グレゴアのハーモニカはまさに声だ。吹いているんじゃなくて歌っている。あんな小さくてシンプルな楽器なのに、こんなに豊かな表現ができるなんてとまず驚いた。でも実はハーモニカはぜんぜんシンプルな楽器じゃなくて、すごく精密で複雑な楽器なのね。調べてみて印象が変わりました。マレが使っているのは日本のメーカーが作った彼のシグネチャー・モデルだけど、細部にわたってものすごいこだわりが込められている。奥が深過ぎるよ。先達プレイヤーが少ないだけに、演奏はたいへんな努力の上にあるのだと思う。
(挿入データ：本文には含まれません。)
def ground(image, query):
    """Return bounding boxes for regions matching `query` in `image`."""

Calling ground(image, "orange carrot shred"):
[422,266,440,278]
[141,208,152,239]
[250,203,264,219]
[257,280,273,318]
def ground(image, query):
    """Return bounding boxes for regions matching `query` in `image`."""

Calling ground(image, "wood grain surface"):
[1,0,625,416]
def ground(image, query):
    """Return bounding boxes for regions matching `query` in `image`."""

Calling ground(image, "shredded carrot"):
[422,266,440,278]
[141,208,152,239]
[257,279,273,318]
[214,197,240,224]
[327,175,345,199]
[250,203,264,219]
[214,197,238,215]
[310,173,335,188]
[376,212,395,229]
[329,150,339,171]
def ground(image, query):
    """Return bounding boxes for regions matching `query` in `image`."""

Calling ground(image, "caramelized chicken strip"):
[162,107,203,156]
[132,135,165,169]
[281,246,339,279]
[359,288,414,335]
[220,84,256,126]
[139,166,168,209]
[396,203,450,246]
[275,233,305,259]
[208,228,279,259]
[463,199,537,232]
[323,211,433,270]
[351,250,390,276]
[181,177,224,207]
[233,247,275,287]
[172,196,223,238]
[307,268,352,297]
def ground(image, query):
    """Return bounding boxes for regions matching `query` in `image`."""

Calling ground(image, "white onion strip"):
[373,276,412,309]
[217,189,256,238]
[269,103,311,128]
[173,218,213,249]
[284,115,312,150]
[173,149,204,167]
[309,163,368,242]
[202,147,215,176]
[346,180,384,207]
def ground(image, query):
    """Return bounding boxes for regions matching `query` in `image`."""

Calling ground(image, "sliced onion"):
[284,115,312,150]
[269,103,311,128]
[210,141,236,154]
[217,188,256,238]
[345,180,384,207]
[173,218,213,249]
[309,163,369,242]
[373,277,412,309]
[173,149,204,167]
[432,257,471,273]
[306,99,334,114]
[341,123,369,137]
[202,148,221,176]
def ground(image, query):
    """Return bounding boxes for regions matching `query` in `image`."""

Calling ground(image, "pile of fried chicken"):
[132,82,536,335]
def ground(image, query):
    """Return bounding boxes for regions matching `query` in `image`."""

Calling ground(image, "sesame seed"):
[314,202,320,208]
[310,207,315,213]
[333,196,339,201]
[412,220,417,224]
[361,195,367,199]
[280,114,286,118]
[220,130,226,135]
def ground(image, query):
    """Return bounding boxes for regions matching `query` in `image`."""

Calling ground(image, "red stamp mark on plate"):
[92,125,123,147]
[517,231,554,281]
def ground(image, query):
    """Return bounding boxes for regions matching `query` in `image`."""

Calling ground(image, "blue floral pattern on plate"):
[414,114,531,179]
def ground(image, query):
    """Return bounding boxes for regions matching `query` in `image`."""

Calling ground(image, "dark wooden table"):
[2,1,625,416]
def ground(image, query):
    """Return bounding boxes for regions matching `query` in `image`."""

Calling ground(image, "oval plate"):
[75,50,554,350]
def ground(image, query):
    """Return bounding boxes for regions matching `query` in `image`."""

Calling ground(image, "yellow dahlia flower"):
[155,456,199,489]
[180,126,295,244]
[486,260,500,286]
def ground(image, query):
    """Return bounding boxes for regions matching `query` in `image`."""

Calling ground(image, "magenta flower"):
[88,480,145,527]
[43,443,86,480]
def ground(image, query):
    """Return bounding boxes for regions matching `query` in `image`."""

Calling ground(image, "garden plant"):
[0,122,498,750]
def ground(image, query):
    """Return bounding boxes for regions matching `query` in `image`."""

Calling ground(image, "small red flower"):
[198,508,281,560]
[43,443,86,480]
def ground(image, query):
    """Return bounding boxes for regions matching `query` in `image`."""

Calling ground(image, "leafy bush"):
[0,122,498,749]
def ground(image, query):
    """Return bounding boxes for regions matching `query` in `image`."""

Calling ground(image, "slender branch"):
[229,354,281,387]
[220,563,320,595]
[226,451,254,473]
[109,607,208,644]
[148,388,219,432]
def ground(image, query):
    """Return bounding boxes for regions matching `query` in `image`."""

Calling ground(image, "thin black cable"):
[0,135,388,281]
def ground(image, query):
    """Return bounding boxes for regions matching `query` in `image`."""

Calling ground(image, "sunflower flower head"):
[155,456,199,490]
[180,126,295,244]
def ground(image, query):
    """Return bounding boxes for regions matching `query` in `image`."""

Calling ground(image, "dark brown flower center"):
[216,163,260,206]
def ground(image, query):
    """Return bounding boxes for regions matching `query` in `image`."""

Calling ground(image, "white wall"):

興味のある方は、ぜひ「グレゴア・マレ ハーモニカ」で検索を。
さて、アルバムの内容だけど、ファースト・アルバムにふさわしく、そこにはいろんなメッセージを読み取ることができる。
「ザ・マン・アイ・ラヴ」はカサンドラ・ウィルソンを、「マニャン・ヂ・ソル」ではラウル・ミドンら、「プレイヤー」ではTAKE6のマーク・キブルらヴォーカリストを多数フィーチャー。ハーモニカはマレの声そのものだからヴォーカリストとの共演は、いわば歌の共演だ。自身のヴォイス・スタイルの表明ということだな。パット・メセニー作曲「トラヴェルズ」はメセニーへ、「クレプスキュール組曲」はマーカス(本人参加)へ、これまでの活動の謝辞。「シークレット・ライフ」はスティーヴィーのカヴァー、そして「オ・アモール・エー・オ・メウ・パイス」ではなんとトゥーツ・シールマンスとの共演で、先達のふたりに敬意を示しているわけだけど、これは次はワタクシの時代との宣言でもある。
まさに自信にあふれた満を持してのデビュー・アルバム。長く聴き継がれるであろう充実の作品となった。
そうそう、マレのハーモニカや豪華な共演者に隠れがちだけど、アレンジ、共同プロデュースのウルグアイ出身のフェデリコ・ゴンザレス・ぺーニャのピアノの音の存在感はすばらしいです。こちらにも注目(耳)ですよ。